To combat the skewness of the Australian listed property trust (LPT) market, the $13 billion multi-manager arm of ipac has split its portfolio covering the sector into two mandates – along a 70/30 per cent passive/active divide – and appointed new managers to implement them.

Jeff Rogers, ipac’s chief investment officer, said the division of the portfolio into active and passive components, which was implemented last month, was made to “counter the skewness in the domestic LPT market”, which had become dominated by a handful of trusts in the last year.

The listed property universe has contracted as the financial crisis claimed businesses and helped spur merger and acquisition activity among trusts. At March 31, the seven largest listed property trusts (LPTs) in Australia accounted for about 87 per cent of the S&P/ASX 300 A-REIT index.

In this, Westfield Group accounted for 51 per cent of the index, compared to 37 per cent in February 2008.

“This heightened concentration reduces diversification benefits and presents difficulties for active managers to add value,” ipac wrote in an a review of its LPT investment program.

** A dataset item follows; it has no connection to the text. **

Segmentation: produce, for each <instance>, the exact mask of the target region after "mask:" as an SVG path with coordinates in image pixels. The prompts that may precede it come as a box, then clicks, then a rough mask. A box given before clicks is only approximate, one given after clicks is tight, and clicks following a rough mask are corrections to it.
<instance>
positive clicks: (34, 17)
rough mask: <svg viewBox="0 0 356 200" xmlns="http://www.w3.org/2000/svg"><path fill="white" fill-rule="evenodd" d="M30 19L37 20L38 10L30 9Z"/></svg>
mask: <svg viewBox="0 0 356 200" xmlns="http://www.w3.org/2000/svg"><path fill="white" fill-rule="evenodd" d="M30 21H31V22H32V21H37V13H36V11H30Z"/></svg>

Because of this, ipac took on the role of risk management in its Australian LPT portfolio, “separating the risk management aspect from the stock selection aspect,” Rogers said, by building customised benchmarks for the two new managers and setting ranges within which they can invest in specific stocks.

Vanguard was appointed to run the passive allocation, called the ‘enhanced leaders’ mandate, and will manage the seven largest trusts in the index at levels just below their benchmark weights. It will be responsible for 70 per cent, or about $150 million, of the portfolio.

“The mandate is very specific in that it takes the top off the benchmark holdings,” Rogers said.

Global listed property boutique Perennial Real Estate Investments was chosen to manage a high conviction mandate covering 30 per cent, or about $100 million, of the portfolio. It will actively trade the remaining exposure of the largest stocks and others left aside by Vanguard, and will not be constrained by investing against a benchmark “skewed by market capitalisation,” the ipac note read.

For example, ipac, which already has a large exposure to Westfield through Vanguard, may assign Westfield a weighting of 7 per cent in the benchmark it builds for Perennial.

“They could have a range of between zero and 15 per cent, but should perceive the benchmark weighting for Westfield as 7 per cent. Not 50 per cent,” Rogers said.